On the one hand, you could look at it likes this: Even though they take their cues from the old guard, Delyria isn't interested in reinventing a Death or a Pestilence. Instead, they're using those familiar traits as a jumping-off point, a way to test modern waters while keeping a base that is proven to gain a favorable response from most metalheads. But, I don't think that's really true. I don't get the sense that this demo is overly calculated or made to appeal to a large demographic. In reality, Delyria simply come across as diehard fans and students of Symbolic 101 or Advanced Testimony of the Ancients, gleefully applying their acquired knowledge to a frame that has seen some changes since the early to mid ‘90s. In other words, it's a bunch of guys taking what they like out of the music they listen to, be it metal legends or current metal fixations, and putting it all together well.
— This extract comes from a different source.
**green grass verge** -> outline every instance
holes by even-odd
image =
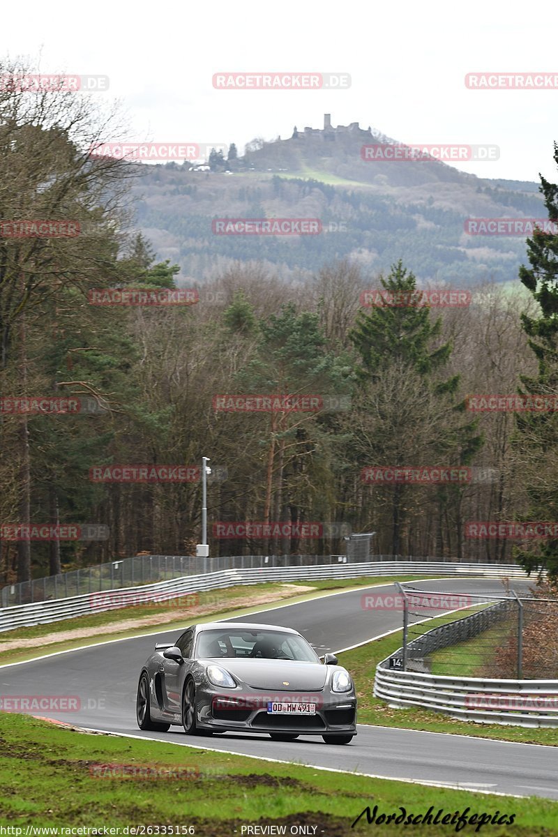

Thing is, while it might read like Delyria’s demo is an awkward jumble, it works far more often than not. That's not to say there isn't a bit of filler across these four songs, but the good (the riffing on “Fragile Machines,” for instance) and the amount of skill the band already possesses outweigh the tedious and unsure moments. Best of all, Delyria is able to resurrect that classic progressive death/thrash atmosphere without it being a redundant rehash. It gives this set that ultra-familiar sound without it feeling plagiaristic. That might irk some folks, especially those that think the past should remain in the past, but ask yourself this: Does looking and tasting like the billions of sandwiches that came before it make your grilled cheese any less delicious? Didn't think so. Check this out.